Conventional wisdom says he has no chance. But what if he blows up all the old rules?
Leave it to Al Sharpton to come up with the most compelling analogy for Mr. Trump: another New York promoter.
“The best way I can describe Donald Trump to friends is to say if Don King had been born white he’d be Donald Trump,” Mr. Sharpton told Politico earlier this year.
Mr. King, of course, was the wild-haired boxing promoter who put on epic fights that included the 1975 “Thrilla in Manila”—the third and final time Joe Frazier and Muhammad Ali met in the ring. Like Mr. Trump, Mr. King was accused of links to organized crime, invoking the Fifth Amendment in a deposition to Senate investigators when asked. Like Mr. Trump too, Mr. King has been sued by a number of his former associates, including Mr. Ali.
Before Barack Obama, Mr. King even supported George W. Bush.
For years Mr. King dominated his industry by combining an outsize personality with a willingness to blow up the rules. It is a similar brashness and defiance of convention that make Mr. Trump such a wild card today, which also suggests why it’s probably premature to write him off for November—assuming he will be the Republican squaring off against Hillary Clinton.
Let’s run through the arguments:
• Mr. Trump has high negatives. Notwithstanding the manifest enthusiasm of Trump voters for their man, they often fail to appreciate that he may turn off more voters than he turns on. Real Clear Politics puts the average of his negatives at 63.2% That would help explain his failure thus far to break 50% in any Republican primary, and it justifies worries about how he’d fare among, say, Latinos and women come November.
But Mrs. Clinton has very high negatives too. Her own RCP average is 53.9%.
Whom would the voters regard as the lesser of two evils? A candidate who is dishonest and untrustworthy at a political moment when distrust of government is ascendant? Or a candidate who is crude and inexperienced at a time when the terrorists we face are organized and sophisticated.

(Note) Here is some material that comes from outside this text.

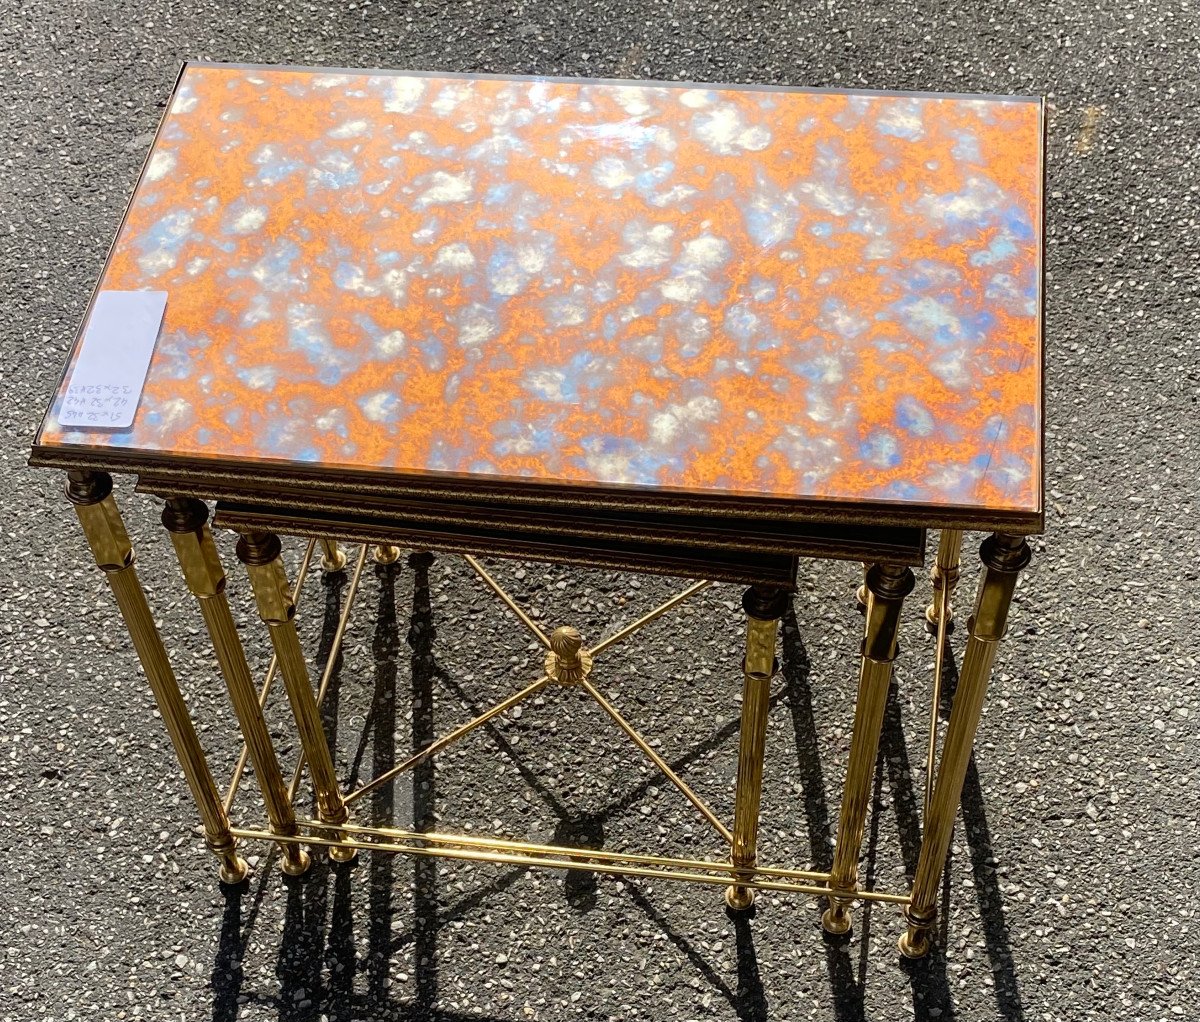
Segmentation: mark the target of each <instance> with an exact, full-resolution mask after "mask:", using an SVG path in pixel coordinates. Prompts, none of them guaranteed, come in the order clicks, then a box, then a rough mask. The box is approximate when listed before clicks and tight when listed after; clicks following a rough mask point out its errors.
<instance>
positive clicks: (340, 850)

David Plouffe, who managed Barack Obama’s successful 2008 campaign, has been warning Democrats not to take a Clinton victory for granted in the event Mr. Trump is the Republican nominee.
He has also consistently reminded Democrats that the coalition that sent Mr. Obama to the White House—including women, minorities and young voters—is not one Mrs. Clinton can take for granted. She needs to earn their support, he says. Right now the Bernie Sanders wins are highlighting some of her soft spots, including with young women.
• Mrs. Clinton will use her knowledge and experience to make Mr. Trump look like an ignorant yahoo. Maybe. But again there are two caveats.
First, presidential matchups do not score like Oxford Union debates, and Mr. Trump plays his own game. For example, when Mrs. Clinton was readying the sexist meme against him, Mr. Trump took it away from her by bringing up the Bill Cosby-style allegations of rape and sexual misconduct against hubby Bill Clinton.
Who’s to say he won’t do the same in the debates? (“Did Goldman Sachs pay you to say that, Hillary?”) No one can know how Mr. Trump would debate Mrs. Clinton—or how voters would react.
Equally to the point, though pundits give great weight to candidate debates, plainly voters do not. In 2004 John Kerry demolished George W. Bush in the first debate, and the next two were generally given to him on points. But he still lost the election.
• Mrs. Clinton is a formidable candidate. The truth is, we don’t know how Mrs. Clinton would fare in a no-holds-barred debate with a tough challenger—because she’s not faced one in this primary. From the way the Democratic superdelegates have been awarded, to the number and timing of debates, the entire primary season has been orchestrated to serve Mrs. Clinton’s interests by a party that is mostly in her pocket.
This is why the last man standing is an angry, white-haired socialist. And yet the former first lady still can’t put him away. What does it say about large dissatisfactions within the Democratic Party that this cranky old guy continues to pull out victories?
In the long stretch between now and Election Day, many events could affect the outcome. More terror attacks Ã la Brussels or San Bernardino. More setbacks in Iraq or Syria. More belligerence from Vladimir Putin in Ukraine. And of course maybe even a Hillary indictment. Does anyone think any of this will help Mrs. Clinton?
Sure, it’s possible the GOP front-runner will implode, just as it’s possible all those polls showing Mrs. Clinton with a double-digit lead over Mr. Trump will indeed come to pass. But some of us who never thought he would get this far are a little more reluctant to be so categorical about an election that is still seven months away.